E questo loro Bleak Moment, per dirla alla Mike Leigh o meglio con il titolo del suo primo film, non poteva che celebrarsi nella stagione conclusiva di ogni racconto, di ogni vita, di ogni anno. L’inverno del freddo blu elettrico della fotografia di Dick Pope che richiama ancora i fili del telefono che tentano di creare una connessione del film di John Schlesinger. E alla fine le chiacchiere piene di progetti, viaggi, belle speranze della famiglia di Gerri verranno soffocate dal suono sordo dell’immagine di Mary rimasta sola al centro dell’inquadratura e nella mezza età della sua vit
a. E saltano in mente le parole che pronunciava il personaggio di un bel film proveniente da tutt’altra realtà cinematografica e culturale, About Elly dell’iraniano Asghar Farhadi, anche quello a modo suo storia del controcampo di una frustrazione: “È meglio vivere un finale amaro che un’amarezza senza fine”.
Visto così il film mi pare manicheo e abbastanza conservatore: da una parte la famiglia perfetta e dall’altra la solitudine disperata. In realtà a me(e non solo a me, ma il dibattito è aperto), dicevo, a me pare (e a questo punto mi chiedo, malgrado Leigh?) che la famiglia perfetta mano a mano diventi sempre più antipatica e meschina: quelle moine insopportabili dei due “perfetti”, e della ragazza del figlio di Gerri, che alla fine, nel momento diciamo così della “verità”, ridicolizzano ed escludono, nel profondo, la disperata Mary; ché comunque Mary è l’altro ma talmente altro da sé da escludere un vero confronto: Tom e Gerri hanno bisogno dei disperati per continuare a stare insieme. Sono quasi dei vampiri. La poesia, ma giusto un barlume, guardando il film sembra stare dalla parte dei disperati senza speranza. Ma anche laddove il mio sguardo (interpretativo) corrispondesse a quello di Leigh, la cosa ugualmente mi indisporrebbe, perchè a trovare poesia nella non speranza non ci vuole poi molto. Essere generosi (dove ciò non significa affatto entrarci in relazione, che invece è l’unica modalità che mette in discussione davvero) con chi sta molto peggio di te non è difficile, anzi spesso l’operazione puzza di moralismo e chiusa superiorità, ossia di un agire spinto dall’interesse personale, altro che generosità.

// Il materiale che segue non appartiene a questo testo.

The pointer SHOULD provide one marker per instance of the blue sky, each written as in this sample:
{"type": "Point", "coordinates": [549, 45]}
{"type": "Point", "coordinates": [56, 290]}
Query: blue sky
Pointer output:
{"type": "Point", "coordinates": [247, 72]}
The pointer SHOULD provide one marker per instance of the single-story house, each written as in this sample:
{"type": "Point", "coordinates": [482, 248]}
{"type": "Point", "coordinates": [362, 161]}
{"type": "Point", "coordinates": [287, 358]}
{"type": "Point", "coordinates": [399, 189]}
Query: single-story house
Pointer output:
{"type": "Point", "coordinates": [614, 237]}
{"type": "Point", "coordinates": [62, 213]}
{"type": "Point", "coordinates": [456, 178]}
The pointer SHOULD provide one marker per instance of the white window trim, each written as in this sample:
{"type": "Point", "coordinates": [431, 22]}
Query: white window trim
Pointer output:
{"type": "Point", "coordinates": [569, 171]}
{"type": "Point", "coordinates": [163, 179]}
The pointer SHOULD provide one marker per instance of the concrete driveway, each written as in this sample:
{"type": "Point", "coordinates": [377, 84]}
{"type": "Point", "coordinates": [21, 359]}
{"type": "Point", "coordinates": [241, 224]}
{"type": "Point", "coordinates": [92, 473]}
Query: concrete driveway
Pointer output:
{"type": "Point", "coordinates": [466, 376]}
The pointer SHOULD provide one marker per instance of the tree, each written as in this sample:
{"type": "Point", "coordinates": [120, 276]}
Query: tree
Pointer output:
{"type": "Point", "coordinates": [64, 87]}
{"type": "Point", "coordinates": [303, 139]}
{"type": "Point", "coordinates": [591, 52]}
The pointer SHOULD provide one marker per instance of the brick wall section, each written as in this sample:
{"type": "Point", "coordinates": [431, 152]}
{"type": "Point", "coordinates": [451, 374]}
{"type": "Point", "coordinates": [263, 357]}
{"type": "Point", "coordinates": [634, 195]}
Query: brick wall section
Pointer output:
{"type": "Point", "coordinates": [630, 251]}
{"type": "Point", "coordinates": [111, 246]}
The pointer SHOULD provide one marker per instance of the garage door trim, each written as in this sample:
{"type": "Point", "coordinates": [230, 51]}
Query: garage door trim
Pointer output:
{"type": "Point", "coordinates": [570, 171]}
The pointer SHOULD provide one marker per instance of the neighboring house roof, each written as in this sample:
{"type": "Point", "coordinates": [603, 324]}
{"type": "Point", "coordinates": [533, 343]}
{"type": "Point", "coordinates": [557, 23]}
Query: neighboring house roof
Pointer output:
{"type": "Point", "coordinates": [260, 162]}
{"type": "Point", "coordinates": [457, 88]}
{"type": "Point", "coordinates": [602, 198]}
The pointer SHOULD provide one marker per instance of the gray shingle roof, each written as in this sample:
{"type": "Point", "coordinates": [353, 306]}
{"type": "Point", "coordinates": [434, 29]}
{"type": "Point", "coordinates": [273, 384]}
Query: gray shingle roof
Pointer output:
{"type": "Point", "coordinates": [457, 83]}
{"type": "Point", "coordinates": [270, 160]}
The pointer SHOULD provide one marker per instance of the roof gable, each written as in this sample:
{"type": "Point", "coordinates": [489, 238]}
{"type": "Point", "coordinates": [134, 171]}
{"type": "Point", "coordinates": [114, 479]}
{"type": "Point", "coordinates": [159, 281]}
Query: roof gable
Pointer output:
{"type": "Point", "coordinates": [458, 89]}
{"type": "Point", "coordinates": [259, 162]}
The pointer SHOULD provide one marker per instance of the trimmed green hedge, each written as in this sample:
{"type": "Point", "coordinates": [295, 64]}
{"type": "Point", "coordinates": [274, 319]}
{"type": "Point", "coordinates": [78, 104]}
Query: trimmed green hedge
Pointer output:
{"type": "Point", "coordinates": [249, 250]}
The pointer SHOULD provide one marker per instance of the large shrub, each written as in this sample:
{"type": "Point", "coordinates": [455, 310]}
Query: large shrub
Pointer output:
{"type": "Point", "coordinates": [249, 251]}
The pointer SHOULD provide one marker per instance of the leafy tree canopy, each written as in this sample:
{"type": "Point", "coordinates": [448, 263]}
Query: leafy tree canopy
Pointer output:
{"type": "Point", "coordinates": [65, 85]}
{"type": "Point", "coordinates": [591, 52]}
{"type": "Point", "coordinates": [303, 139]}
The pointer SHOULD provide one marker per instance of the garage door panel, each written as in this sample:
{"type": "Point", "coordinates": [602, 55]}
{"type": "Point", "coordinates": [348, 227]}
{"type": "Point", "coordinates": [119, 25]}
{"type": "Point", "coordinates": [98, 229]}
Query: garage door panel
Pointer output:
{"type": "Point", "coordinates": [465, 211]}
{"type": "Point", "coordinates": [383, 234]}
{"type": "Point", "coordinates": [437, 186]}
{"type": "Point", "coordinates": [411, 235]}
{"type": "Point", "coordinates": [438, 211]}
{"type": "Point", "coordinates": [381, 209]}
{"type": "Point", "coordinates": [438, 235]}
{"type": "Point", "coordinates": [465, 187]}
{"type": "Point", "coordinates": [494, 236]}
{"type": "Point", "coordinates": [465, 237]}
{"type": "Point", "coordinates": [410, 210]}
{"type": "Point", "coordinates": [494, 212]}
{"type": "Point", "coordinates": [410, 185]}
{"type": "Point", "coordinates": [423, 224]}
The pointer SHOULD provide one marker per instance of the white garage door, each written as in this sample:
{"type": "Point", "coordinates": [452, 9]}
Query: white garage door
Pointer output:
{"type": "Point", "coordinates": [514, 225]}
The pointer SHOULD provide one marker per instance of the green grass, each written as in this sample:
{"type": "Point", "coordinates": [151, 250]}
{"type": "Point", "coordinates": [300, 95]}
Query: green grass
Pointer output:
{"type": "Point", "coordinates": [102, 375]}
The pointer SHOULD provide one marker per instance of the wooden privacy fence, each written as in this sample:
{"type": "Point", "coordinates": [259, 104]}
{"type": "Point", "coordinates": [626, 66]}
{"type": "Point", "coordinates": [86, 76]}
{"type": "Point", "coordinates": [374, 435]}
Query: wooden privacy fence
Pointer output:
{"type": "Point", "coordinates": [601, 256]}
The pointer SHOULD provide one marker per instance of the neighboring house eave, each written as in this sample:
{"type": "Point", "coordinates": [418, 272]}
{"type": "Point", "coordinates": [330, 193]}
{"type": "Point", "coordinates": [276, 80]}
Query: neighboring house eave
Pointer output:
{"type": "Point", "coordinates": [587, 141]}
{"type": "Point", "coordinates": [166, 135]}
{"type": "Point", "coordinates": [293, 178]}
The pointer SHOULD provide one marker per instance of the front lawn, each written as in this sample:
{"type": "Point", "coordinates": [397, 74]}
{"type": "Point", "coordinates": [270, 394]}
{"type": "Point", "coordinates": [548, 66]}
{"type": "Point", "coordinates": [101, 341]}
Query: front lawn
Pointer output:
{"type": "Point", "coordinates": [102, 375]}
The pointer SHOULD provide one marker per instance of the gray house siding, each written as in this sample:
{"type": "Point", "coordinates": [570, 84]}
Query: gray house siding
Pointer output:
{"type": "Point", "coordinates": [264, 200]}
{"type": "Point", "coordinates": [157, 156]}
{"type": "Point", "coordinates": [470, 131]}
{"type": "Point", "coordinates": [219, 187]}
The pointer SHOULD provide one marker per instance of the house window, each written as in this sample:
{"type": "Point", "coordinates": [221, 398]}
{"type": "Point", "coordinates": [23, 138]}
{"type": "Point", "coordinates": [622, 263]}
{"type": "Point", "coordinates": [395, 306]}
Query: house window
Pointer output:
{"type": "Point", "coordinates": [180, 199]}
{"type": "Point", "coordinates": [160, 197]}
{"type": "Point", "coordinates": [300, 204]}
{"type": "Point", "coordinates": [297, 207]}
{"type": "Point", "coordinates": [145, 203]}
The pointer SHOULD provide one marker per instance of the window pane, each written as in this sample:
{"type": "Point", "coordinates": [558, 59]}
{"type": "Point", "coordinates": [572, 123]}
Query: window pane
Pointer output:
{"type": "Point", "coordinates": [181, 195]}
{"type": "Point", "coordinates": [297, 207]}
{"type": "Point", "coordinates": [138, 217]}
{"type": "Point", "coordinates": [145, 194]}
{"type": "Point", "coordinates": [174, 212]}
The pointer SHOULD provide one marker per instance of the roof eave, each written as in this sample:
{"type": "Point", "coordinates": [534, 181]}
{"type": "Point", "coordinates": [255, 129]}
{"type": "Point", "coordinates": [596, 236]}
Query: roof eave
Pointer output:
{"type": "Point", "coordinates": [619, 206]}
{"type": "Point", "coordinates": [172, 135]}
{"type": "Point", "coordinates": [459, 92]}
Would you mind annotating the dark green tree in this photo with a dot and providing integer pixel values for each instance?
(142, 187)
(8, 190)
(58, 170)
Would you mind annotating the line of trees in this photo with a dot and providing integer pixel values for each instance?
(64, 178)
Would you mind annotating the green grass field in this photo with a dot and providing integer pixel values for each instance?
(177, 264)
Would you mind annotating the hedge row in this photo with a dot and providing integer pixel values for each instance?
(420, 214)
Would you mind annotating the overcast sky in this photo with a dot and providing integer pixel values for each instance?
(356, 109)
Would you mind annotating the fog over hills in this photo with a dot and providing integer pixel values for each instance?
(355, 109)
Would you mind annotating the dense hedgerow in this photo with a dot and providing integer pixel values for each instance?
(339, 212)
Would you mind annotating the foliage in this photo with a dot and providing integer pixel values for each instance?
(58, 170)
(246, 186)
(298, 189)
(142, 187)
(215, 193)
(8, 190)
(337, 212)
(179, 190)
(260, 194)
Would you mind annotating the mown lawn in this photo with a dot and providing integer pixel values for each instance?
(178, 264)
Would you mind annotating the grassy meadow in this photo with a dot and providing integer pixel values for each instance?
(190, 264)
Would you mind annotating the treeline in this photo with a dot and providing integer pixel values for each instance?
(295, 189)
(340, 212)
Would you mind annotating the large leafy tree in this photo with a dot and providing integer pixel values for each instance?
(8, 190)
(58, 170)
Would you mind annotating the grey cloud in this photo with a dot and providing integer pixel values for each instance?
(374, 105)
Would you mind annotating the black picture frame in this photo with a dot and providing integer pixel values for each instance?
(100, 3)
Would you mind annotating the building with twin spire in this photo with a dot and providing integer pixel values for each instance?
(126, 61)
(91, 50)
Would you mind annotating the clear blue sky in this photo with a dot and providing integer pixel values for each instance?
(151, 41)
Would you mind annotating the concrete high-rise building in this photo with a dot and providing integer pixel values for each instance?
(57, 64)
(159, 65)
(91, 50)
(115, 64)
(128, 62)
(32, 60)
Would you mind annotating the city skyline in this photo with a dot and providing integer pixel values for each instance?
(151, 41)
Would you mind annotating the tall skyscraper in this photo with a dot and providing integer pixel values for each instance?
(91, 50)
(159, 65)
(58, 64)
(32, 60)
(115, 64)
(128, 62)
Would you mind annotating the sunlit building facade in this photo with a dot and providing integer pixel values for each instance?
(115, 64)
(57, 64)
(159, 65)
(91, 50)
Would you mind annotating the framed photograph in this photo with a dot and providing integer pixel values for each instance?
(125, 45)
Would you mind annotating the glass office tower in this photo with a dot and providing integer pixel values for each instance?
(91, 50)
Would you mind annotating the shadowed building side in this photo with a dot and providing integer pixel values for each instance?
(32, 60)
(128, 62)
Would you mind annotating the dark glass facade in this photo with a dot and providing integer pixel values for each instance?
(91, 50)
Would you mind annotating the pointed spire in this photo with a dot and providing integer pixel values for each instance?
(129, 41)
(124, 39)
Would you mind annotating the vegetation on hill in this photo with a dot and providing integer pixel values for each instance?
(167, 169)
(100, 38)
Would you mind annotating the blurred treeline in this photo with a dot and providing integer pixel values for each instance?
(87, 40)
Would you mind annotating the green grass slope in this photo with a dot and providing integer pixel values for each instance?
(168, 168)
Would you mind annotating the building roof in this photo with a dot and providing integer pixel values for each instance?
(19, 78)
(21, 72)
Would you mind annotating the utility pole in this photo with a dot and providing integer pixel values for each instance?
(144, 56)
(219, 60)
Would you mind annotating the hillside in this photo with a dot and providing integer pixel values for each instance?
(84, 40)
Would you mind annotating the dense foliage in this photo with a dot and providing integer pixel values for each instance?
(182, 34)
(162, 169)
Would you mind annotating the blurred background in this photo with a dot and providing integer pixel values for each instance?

Se tutto questo, almeno un po’, nelle intenzioni di Leigh proprio non ci fosse, beh, a quel punto non esiterei a dire che il regista inglese ha costruito un bluff e nel farlo ha usato gli attori (le persone) facendo finta di amarli.
Io credo che il movimento di macchina finale, la scelta di chiudere il film su un volto piuttosto che su un altro – non sarò più preciso per rispetto a chi non ha visto il film – basti ampiamente a fugare i dubbi di Alessia e dirci dalla parte di chi sta Mike Leigh.